Je prévois combien de lecteurs seront surpris de me voir suivre tout le premier âge de mon élève sans lui parler de religion. À quinze ans il ne savoit s’il avait une âme, & peut-être à dix-huit n’est-il pas encore tems qu’il l’apprenne ; car, s’il l’apprend plus tôt qu’il ne faut, il court risque de ne le savoir jamais.
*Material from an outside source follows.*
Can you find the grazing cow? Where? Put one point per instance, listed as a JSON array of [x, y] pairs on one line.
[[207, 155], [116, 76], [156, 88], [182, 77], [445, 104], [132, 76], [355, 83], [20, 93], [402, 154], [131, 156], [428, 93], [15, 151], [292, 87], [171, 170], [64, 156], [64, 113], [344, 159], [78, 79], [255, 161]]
Si j’avois à peindre la stupidité fâcheuse, je peindrois un pédant enseignant le catéchisme à des enfants ; si je voulois rendre un enfant fou, je l’obligerais d’expliquer ce qu’il dit en disant son catéchisme. On m’objectera que la plupart des dogmes du Christianisme étant des mystères attendre que l’esprit humain soit capable de les concevoir ce n’est pas attendre que l’enfant soit homme, c’est attendre que l’homme ne soit plus. À cela je réponds, premièrement qu’il y a des mystères qu il est non seulement impossible a l’homme de concevoir mais de croire, & que je ne vois pas ce qu’on gagne à les enseigner aux enfants, si ce n’est de leur apprendre à mentir de bonne heure. Je dis de plus que, pour admettre les mystères, il faut comprendre au moins qu’ils sont incompréhensibles ; & les enfants ne sont pas même capables de cette conception-là. Pour l’âge où tout est mystère, il n’y a pas de mystères proprement dits.

Il faut croire en Dieu pour être sauvé.